/ 12 May 2012

Voters alter EU’s political landscape

The recent election in Greece has not produced a government with a strong enough mandate to push through yet more cuts to satisfy Athens’s international creditors.
The recent election in Greece has not produced a government with a strong enough mandate to push through yet more cuts to satisfy Athens’s international creditors.

Revolt against austerity is sweeping Europe. The election of President Francois Hollande has not only opened up the chance of a change of direction in France, but even in the citadels of fiscal orthodoxy in Brussels, Frankfurt and Berlin.
In Greece, Sunday’s electoral earthquake has all but destroyed the political establishment that dominated the country for 40 years.

From the Netherlands to Romania, governments are falling under the weight of cuts and tax increases required by the eurozone’s new permanent deflation treaty. In Ireland, the anti-austerity tide is swelling support for a no-vote in this month’s treaty referendum.

By rejecting the renegotiation of either the treaty or the impossible terms of Greece’s bailout, German Chancellor Angela Merkel has meanwhile turned the struggle over Europe’s economy into a battle for democracy. The Greeks and French have now unequivocally voted to reject a programme she insists they will have to swallow regardless.

And it is not difficult to see why they are rejecting it.
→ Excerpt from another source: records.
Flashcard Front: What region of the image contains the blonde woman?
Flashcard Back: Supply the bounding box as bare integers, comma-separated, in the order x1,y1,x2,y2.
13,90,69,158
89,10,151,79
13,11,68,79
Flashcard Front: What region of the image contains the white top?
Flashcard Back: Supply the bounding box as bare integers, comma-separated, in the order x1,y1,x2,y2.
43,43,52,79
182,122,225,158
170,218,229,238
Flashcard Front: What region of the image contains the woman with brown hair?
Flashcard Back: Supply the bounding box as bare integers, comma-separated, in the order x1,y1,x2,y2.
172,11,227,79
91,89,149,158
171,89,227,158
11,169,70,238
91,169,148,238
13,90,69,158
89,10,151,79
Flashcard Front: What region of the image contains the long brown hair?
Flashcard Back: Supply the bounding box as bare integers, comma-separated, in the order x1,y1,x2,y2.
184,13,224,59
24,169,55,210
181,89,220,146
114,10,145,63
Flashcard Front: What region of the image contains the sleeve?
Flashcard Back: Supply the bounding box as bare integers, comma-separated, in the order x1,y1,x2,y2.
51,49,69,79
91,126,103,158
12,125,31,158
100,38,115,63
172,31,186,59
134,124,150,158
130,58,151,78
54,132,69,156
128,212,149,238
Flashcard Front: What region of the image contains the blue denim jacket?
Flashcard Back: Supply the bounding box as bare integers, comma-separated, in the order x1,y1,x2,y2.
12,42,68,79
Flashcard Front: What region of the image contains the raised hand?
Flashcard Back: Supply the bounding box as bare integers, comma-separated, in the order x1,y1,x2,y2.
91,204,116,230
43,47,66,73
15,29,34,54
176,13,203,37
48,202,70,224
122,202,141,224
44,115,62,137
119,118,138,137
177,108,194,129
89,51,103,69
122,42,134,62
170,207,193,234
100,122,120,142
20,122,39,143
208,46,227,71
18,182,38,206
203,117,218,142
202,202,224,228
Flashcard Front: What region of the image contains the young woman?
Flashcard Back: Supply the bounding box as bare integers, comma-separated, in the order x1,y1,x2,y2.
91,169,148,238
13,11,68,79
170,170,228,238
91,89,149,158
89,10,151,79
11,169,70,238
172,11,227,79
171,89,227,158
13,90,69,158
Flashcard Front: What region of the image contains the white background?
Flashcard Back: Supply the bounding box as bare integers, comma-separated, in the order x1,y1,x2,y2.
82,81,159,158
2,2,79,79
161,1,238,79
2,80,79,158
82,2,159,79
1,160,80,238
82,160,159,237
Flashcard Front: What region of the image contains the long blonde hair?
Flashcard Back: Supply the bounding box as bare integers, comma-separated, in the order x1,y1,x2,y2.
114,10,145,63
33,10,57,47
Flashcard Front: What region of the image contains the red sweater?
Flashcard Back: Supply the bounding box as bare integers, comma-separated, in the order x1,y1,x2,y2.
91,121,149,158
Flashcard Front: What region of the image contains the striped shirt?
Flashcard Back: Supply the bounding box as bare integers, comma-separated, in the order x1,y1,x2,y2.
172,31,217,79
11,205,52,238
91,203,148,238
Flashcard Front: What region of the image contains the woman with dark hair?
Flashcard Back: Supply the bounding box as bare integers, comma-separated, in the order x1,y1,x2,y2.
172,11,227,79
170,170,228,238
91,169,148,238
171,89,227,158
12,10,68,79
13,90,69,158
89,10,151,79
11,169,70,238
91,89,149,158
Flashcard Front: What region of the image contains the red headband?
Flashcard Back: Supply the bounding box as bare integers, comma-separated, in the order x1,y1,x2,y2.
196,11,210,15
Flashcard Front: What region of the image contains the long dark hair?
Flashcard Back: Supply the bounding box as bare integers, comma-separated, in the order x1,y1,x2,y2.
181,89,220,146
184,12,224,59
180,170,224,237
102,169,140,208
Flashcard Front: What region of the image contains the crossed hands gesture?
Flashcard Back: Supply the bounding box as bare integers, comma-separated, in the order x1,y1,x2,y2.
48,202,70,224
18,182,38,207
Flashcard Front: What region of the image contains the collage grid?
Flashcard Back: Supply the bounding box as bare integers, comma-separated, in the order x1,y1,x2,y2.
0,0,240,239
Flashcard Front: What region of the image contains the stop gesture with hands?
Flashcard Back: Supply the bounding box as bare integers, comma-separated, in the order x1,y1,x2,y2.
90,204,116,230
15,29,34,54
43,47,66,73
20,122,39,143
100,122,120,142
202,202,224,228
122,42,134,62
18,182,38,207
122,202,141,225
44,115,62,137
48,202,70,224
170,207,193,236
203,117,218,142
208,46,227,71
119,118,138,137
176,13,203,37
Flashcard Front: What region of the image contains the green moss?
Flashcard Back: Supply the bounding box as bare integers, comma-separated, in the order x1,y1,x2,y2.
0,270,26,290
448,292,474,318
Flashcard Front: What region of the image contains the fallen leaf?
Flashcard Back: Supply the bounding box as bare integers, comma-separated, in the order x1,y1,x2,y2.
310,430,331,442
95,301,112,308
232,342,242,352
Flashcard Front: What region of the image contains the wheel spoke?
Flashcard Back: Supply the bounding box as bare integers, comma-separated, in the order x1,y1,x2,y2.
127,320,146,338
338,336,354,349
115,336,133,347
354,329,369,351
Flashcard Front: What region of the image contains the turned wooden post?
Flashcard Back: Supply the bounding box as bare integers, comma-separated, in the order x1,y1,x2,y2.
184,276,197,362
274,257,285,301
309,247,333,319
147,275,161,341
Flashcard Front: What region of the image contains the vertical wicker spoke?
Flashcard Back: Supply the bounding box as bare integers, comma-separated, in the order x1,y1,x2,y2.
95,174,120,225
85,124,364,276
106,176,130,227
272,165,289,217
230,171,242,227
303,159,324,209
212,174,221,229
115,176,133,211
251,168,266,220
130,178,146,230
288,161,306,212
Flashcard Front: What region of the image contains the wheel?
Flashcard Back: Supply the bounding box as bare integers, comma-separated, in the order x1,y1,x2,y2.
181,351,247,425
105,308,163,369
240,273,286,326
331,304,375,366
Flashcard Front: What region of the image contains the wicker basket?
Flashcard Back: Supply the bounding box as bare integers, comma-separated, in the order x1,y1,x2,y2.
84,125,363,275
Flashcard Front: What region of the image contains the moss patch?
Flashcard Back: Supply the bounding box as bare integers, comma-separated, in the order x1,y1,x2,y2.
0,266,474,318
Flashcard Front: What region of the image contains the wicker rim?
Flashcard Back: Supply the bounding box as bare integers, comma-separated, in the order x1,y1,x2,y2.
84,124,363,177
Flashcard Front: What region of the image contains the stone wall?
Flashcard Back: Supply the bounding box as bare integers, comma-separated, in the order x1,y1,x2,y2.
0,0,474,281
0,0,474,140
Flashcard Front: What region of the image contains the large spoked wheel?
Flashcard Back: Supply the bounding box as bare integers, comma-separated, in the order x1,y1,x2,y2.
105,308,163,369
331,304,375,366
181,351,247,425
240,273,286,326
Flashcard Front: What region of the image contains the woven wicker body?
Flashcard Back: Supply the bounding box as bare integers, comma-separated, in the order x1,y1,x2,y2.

Austerity is not working, even on its own terms. Cutting jobs and pay while increasing taxes is not reducing borrowing and debt, let alone leading to economic recovery. It is deepening recession, increasing debt, destroying jobs and squeezing living standards across the eurozone.

United Kingdom Prime Minister David Cameron and his deputy, Nick Clegg, this week took the opportunity of their defeat in last week’s local elections to insist there could be no “let-up” in their own austerity programme. It comes less than a fortnight after the country officially sank into a double-dip recession as cuts shrank the construction sector.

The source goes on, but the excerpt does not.